[ENH] Add read_folderfiles() function #104

jcvall · 2019-01-05T00:22:27Z

I find myself loading a lot of files from a folder. I would use glob library for this but it is a lot to write out. For example I will write:

path ="C:/Finance/Month End/2018/CSV Imports YTD"
files_xls = glob.glob(path + "/*.csv")
df = pd.DataFrame()

for f in files_xls:
data1 = pd.read_csv(f,skiprows=0,low_memory=False,encoding="cp1252")
data1['File_Name'] = (f)
#data2['File_Name'] = (f)
data1.append(data1,ignore_index=True)
df = df.append(data1,ignore_index=True)

Somthing like this would be easier:

read_folderfiles( path = "", extension ="", encoding = "", add_filenames = True)

thoughts?
I can try to create this if you like.

ericmjl · 2019-01-05T05:51:33Z

@jcvall this sounds like a great idea! Before you go too deep into this, do have you seen any nice implementation of the functionality? For example, from a cursory search, I saw this implementation which looks nice!

As for the function signature, what do you think about the following design?

import pandas as pd
from typing import Union
from pathlib import Path

def read_csvs(df: pd.DataFrame, directory: Union[str, Path], pattern: str, filetype: str**kwargs):
    """
    :param df: A pandas dataframe.
    :param directory: The directory that contains the CSVs.
    :param pattern: The pattern of csvs to match.
    :param kwargs: Keyword arguments to pass into `read_csv`.
    """

I chose read_csvs because it is a plural version of read_csv, and hence easily carries the meaning of the original function, and I think read_csv is the most commonly used file I/O function in pandas (at least for me, it is). For a starter version of the function, it'd probably also be enough scope; I think we can wait for the case where others need read_xlss or read_hdfs to have a contribution from them.

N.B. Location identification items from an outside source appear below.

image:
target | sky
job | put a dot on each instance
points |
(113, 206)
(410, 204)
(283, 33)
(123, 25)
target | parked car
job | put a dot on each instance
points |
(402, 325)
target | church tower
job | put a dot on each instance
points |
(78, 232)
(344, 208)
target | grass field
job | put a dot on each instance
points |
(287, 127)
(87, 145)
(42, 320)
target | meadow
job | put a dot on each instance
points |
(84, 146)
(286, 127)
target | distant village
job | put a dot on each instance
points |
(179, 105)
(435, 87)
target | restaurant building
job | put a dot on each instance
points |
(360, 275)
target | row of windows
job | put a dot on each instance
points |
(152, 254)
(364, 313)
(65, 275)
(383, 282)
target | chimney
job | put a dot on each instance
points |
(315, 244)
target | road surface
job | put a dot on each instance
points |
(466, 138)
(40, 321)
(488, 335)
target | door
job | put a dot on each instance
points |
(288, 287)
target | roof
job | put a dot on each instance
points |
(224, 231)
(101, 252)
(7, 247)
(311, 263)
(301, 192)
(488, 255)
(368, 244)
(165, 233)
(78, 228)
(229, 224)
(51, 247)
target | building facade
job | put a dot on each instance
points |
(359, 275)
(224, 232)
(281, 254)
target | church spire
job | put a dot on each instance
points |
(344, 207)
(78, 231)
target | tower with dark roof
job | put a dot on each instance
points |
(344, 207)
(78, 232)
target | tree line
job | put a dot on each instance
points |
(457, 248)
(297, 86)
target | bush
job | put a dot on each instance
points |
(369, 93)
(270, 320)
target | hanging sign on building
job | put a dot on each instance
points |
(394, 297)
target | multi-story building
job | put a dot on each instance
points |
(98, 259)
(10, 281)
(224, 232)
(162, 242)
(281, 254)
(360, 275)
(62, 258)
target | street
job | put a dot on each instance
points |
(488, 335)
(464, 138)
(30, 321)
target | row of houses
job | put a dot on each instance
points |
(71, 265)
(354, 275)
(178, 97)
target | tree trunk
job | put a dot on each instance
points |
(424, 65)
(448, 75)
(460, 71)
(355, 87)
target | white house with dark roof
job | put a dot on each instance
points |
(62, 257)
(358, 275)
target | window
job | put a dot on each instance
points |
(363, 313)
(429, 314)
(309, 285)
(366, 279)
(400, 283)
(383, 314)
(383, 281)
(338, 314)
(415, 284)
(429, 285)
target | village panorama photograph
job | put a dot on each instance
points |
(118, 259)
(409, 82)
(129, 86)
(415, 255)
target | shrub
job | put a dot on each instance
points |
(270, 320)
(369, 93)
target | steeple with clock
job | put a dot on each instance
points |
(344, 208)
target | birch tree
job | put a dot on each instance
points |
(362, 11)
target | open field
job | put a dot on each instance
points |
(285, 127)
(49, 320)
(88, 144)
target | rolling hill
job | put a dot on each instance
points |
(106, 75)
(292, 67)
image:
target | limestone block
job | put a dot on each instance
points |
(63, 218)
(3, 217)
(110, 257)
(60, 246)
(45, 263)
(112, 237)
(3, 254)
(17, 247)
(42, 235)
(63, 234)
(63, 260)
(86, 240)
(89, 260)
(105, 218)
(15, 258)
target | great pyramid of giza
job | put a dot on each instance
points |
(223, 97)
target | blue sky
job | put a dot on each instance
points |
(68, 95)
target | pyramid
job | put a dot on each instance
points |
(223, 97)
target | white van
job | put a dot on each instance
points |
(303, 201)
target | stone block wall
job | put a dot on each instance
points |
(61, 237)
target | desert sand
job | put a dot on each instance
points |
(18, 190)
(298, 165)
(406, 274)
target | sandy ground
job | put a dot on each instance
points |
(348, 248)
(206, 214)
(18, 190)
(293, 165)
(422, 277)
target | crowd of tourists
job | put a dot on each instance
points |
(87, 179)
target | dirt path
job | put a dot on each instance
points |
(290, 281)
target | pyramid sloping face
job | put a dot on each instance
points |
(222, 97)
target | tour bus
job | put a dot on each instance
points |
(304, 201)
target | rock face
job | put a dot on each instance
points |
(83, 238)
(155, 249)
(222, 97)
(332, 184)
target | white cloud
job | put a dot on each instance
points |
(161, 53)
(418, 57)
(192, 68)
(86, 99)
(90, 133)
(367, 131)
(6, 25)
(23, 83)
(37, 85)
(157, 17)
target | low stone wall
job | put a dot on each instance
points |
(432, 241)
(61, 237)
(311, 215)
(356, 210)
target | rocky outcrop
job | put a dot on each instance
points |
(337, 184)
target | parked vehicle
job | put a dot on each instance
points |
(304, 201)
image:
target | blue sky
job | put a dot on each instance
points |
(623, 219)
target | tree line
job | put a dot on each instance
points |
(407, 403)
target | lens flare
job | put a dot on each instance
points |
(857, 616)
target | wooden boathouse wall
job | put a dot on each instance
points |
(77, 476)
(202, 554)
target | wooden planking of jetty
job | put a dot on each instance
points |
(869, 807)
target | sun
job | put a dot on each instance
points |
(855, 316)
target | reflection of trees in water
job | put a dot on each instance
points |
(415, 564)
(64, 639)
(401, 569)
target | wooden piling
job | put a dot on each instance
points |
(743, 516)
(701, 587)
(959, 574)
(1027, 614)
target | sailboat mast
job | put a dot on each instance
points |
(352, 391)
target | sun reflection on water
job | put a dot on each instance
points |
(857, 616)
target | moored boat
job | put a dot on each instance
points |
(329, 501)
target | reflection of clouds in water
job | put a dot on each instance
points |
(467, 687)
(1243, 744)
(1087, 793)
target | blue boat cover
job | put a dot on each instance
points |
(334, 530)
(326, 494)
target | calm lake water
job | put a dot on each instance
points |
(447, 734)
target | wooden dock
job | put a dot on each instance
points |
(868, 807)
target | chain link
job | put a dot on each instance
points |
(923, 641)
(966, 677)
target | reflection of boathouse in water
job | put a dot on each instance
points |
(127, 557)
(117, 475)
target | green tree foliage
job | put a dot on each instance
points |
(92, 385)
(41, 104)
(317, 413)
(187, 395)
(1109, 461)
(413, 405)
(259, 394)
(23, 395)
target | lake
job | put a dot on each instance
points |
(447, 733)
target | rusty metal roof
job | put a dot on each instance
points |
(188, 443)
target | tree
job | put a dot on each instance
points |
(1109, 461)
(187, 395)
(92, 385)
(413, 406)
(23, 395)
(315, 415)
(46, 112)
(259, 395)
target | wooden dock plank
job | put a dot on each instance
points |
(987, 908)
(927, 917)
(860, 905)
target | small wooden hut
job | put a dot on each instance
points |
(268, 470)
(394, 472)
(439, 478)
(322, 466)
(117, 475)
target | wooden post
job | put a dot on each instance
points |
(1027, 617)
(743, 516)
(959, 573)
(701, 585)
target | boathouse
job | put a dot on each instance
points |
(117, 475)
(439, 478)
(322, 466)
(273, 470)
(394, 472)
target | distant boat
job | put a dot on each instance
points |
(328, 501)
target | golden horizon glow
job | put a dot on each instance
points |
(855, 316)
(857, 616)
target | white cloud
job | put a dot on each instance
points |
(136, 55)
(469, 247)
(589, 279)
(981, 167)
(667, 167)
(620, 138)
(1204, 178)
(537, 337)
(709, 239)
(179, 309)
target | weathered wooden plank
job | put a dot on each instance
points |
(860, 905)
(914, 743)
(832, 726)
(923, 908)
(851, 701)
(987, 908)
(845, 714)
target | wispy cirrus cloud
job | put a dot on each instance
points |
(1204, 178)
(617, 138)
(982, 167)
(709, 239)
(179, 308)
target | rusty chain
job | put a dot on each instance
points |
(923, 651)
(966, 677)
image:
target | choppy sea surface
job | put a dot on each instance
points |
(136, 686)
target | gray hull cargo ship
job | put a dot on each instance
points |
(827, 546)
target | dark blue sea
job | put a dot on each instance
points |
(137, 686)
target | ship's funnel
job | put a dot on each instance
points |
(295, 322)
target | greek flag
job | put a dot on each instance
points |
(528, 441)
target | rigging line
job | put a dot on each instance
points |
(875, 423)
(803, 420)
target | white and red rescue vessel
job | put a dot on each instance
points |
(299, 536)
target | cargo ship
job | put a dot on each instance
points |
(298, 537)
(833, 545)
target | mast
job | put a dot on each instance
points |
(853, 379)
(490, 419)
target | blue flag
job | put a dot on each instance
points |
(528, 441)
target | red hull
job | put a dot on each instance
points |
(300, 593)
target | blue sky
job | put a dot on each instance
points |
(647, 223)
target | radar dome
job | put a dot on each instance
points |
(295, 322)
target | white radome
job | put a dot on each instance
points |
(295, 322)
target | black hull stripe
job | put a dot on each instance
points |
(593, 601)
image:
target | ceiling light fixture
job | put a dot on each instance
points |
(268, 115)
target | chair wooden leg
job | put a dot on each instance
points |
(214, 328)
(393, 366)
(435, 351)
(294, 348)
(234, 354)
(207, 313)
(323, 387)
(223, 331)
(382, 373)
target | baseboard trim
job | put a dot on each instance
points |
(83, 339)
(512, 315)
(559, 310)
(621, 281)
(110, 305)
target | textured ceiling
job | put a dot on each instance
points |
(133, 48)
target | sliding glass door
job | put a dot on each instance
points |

What are your thoughts? Naturally, happy to leave the implementation details to you. Don't forget that a test for such a function would require multiple dummy csv files (which could be really dummy, 3 rows per file kind of data).

jcvall · 2019-01-05T14:12:13Z

Thanks, Sounds great. Just going to add, the idea generally came to me, when I use R I find myself using the readbulk library. And yes, I do like your idea for read_csvs, maybe later work on read_xlsxs.

_{Sent with GitHawk}

ericmjl · 2019-01-05T18:11:33Z

Ok! Looking forward to your contribution. 😄 Thanks for being active with the project!

jcvall · 2019-01-16T02:28:44Z

Don’t want you to think I dropped off this one. My personal goal is to have this in good shape before the months end.

_{Sent with GitHawk}

jcvall · 2019-02-15T01:21:09Z

Sorry I have been away for a while. I am happy to say I have been hired as a data analyst just last week and will be coding in python and r full time. I am catching up on the conversations and want to let you know I will go with what you think is best for releases. I been working on the read_csvs() function and will submit it soon. Should I do anything special for the branch when I do?

_{Sent with GitHawk}

ericmjl · 2019-02-15T03:15:33Z

I am happy to say I have been hired as a data analyst just last week and will be coding in python and r full time.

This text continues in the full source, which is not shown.